A spokesman for Iran’s foreign ministry, Nasser Kanaani, called Mr. Zelensky’s comments “rude” and “baseless.”

“Mr. Zelensky had better know that Iran’s strategic patience over such unfounded accusations is not endless,” Mr. Kanaani said in a statement on Thursday.

Although Iran has officially denied supplying Russia with the weapons since Moscow’s invasion of Ukraine, U.S. officials have said that the first shipment was delivered in August.

Mr. Zelensky has said that drones used in Monday’s wave of predawn attacks on Kyiv and other Ukrainian cities were from a batch recently delivered to Russia by Iran. The strikes came after Biden administration officials said that Russia and Iran were strengthening their military ties into a “full-fledged defense partnership.”

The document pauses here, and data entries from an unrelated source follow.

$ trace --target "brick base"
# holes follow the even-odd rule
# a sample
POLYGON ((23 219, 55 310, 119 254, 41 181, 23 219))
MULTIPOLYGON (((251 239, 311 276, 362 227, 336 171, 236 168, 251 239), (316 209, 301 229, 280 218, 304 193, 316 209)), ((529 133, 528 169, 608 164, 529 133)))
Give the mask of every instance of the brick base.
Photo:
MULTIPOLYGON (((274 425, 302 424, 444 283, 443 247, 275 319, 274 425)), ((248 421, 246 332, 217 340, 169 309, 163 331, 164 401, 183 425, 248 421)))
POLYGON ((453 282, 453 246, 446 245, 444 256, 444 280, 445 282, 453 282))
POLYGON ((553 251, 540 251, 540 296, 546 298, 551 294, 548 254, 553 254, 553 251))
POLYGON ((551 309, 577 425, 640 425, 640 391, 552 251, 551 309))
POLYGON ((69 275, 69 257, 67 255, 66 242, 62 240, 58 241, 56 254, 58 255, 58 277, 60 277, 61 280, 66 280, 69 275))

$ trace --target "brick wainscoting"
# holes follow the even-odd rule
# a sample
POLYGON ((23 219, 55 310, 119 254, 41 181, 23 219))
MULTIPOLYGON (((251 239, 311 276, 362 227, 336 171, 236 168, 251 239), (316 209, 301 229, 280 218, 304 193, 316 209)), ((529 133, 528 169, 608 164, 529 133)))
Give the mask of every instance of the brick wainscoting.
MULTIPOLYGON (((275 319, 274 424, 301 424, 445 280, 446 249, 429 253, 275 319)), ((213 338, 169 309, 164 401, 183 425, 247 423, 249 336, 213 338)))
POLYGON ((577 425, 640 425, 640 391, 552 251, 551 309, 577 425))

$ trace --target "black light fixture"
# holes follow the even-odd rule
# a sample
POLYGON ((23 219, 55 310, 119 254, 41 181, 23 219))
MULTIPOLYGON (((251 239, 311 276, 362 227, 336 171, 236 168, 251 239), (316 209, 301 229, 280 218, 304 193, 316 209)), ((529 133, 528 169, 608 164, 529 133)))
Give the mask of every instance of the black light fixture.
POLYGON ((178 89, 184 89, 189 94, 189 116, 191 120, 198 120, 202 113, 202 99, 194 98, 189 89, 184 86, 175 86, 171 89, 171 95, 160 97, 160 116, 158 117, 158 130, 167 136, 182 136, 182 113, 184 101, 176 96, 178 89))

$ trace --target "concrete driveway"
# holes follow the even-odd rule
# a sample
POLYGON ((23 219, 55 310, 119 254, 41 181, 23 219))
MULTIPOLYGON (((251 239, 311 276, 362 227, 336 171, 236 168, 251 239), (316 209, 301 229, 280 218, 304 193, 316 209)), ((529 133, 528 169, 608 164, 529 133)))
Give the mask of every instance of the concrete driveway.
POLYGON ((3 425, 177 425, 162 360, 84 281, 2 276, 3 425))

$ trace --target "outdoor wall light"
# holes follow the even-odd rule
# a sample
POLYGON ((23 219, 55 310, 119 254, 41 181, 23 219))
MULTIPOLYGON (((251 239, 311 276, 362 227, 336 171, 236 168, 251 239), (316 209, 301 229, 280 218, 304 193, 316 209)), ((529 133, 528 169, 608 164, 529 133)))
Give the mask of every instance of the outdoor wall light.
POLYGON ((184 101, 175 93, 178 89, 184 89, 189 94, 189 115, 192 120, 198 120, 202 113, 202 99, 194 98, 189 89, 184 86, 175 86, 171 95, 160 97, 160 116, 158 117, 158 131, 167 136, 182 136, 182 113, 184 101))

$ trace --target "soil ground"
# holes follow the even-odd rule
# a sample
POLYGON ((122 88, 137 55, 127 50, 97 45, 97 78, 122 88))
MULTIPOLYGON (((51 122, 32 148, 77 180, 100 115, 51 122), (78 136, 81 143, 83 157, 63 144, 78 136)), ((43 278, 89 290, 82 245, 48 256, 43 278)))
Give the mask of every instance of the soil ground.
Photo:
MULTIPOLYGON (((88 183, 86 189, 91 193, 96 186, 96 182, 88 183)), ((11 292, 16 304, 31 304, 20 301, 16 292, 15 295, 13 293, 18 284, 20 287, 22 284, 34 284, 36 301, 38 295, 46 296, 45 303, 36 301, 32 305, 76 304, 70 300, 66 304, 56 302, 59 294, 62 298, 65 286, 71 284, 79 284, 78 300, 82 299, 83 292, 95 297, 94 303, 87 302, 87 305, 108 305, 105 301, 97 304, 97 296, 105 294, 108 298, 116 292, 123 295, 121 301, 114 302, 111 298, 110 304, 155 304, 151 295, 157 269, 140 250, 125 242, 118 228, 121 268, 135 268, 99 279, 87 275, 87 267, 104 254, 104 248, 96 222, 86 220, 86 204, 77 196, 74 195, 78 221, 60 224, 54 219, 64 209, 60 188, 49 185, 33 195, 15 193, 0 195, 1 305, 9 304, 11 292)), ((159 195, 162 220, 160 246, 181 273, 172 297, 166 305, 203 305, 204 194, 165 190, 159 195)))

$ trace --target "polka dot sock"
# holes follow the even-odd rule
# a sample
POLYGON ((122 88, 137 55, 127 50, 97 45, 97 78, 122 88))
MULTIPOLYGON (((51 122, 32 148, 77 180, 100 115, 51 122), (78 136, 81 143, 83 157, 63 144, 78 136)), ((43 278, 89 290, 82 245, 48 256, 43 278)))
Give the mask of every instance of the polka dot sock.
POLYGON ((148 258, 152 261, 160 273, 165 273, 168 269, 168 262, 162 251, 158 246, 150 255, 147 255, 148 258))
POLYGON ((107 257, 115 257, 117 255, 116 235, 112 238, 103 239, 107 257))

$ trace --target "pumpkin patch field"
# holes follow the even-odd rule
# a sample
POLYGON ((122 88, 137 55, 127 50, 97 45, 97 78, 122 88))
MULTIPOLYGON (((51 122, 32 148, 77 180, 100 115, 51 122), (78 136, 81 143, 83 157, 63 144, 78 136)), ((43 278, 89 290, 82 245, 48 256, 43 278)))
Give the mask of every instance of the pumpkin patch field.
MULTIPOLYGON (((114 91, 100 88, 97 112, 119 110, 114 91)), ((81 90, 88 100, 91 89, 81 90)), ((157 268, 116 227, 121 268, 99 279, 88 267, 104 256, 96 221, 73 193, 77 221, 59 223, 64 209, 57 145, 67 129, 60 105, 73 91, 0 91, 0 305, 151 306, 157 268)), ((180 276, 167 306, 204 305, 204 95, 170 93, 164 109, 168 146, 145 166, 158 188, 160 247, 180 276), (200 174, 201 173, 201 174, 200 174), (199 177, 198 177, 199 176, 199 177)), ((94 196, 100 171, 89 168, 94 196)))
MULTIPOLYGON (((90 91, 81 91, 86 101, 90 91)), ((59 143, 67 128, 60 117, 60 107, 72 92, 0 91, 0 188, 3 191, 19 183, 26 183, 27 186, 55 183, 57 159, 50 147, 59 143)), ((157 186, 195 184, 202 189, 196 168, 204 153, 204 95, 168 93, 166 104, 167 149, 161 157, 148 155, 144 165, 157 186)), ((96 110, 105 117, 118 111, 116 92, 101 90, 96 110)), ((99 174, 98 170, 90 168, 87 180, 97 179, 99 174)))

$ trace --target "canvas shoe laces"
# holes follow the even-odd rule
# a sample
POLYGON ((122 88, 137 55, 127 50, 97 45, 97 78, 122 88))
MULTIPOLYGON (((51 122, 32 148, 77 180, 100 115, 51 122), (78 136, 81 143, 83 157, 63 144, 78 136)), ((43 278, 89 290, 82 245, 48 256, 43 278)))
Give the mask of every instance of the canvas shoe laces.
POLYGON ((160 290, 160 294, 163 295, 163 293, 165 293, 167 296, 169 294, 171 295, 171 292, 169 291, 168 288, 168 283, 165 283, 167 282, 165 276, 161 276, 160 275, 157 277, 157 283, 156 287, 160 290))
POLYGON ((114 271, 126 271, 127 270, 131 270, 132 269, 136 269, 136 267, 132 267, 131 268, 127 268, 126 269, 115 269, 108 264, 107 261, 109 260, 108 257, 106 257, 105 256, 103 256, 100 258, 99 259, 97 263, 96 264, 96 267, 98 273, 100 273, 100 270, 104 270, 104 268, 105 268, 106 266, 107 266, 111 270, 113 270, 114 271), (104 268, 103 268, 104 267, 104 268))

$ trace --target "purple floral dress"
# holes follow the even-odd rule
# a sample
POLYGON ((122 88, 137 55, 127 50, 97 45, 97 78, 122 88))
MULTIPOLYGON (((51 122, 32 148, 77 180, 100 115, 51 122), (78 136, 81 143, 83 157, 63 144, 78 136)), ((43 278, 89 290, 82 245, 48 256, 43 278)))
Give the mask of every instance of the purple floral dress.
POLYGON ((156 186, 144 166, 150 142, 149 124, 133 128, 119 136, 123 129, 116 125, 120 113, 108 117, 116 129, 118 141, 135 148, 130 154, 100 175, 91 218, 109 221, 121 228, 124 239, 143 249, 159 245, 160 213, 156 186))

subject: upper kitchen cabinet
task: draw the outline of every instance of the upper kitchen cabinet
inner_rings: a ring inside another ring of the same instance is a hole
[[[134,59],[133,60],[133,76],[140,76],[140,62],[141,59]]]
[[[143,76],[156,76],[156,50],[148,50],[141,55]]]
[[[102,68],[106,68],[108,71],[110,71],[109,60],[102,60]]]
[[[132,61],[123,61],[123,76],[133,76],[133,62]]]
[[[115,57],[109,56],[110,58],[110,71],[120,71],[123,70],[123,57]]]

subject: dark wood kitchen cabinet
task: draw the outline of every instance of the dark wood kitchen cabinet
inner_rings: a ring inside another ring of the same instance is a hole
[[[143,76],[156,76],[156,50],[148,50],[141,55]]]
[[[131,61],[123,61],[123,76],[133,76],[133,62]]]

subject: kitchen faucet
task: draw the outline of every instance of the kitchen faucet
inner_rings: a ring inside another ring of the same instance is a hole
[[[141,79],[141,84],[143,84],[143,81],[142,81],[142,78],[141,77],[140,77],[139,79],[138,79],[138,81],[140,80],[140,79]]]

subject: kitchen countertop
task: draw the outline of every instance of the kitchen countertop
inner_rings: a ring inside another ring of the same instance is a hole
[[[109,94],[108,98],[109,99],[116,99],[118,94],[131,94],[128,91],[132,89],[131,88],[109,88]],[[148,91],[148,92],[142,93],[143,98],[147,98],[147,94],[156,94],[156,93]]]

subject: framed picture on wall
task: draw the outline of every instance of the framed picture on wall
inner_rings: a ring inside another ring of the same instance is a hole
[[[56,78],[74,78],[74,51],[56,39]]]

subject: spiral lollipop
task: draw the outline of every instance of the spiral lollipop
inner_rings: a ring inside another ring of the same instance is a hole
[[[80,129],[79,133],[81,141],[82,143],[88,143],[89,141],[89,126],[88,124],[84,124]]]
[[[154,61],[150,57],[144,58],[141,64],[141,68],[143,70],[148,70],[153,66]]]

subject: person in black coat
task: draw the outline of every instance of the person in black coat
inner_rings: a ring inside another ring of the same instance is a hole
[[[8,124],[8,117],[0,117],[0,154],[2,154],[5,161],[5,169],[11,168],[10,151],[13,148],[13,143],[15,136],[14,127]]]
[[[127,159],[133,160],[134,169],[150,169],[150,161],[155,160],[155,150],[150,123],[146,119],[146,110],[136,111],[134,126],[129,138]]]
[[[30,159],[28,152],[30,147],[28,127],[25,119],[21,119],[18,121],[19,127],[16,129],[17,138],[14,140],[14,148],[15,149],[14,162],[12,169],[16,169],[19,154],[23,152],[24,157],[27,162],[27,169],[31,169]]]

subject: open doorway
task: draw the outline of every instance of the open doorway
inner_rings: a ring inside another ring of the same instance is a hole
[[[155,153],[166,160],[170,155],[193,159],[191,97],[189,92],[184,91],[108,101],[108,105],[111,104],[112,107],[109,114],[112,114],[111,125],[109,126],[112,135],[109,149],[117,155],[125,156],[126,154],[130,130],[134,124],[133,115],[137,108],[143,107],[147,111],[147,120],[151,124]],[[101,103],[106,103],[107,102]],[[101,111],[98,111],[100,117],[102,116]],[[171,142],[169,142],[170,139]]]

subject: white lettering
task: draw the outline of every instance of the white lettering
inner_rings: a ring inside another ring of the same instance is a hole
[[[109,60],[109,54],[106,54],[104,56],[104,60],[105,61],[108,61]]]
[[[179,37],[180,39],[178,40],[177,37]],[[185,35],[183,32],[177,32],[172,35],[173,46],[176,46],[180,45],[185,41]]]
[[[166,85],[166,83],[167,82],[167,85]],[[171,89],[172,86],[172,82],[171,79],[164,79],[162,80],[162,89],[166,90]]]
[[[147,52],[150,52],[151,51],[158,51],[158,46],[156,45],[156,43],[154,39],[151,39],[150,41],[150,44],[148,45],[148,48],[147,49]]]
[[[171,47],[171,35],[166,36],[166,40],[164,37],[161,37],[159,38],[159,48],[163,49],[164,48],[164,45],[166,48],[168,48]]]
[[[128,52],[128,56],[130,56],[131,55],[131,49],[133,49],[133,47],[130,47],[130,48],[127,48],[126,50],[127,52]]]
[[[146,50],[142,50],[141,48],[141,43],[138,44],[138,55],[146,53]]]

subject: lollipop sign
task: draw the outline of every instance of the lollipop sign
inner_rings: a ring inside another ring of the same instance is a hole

The European Union last week condemned Iran’s military partnership with Russia as a gross violation of international law and announced new sanctions against Iranian individuals and entities over their roles in supplying the drones that Moscow has used to attack Ukrainian civilians and infrastructure. That followed a round of sanctions on Iranians over the drone deliveries in October.

Mr. Kanaani “once again emphasizes” that Iran has not supplied military equipment for use in Ukraine, the statement issued on Thursday added, and urged Mr. Zelensky to learn “the fate of some other political leaders” who were happy with U.S. support. It was not clear which other leaders the statement was referring to.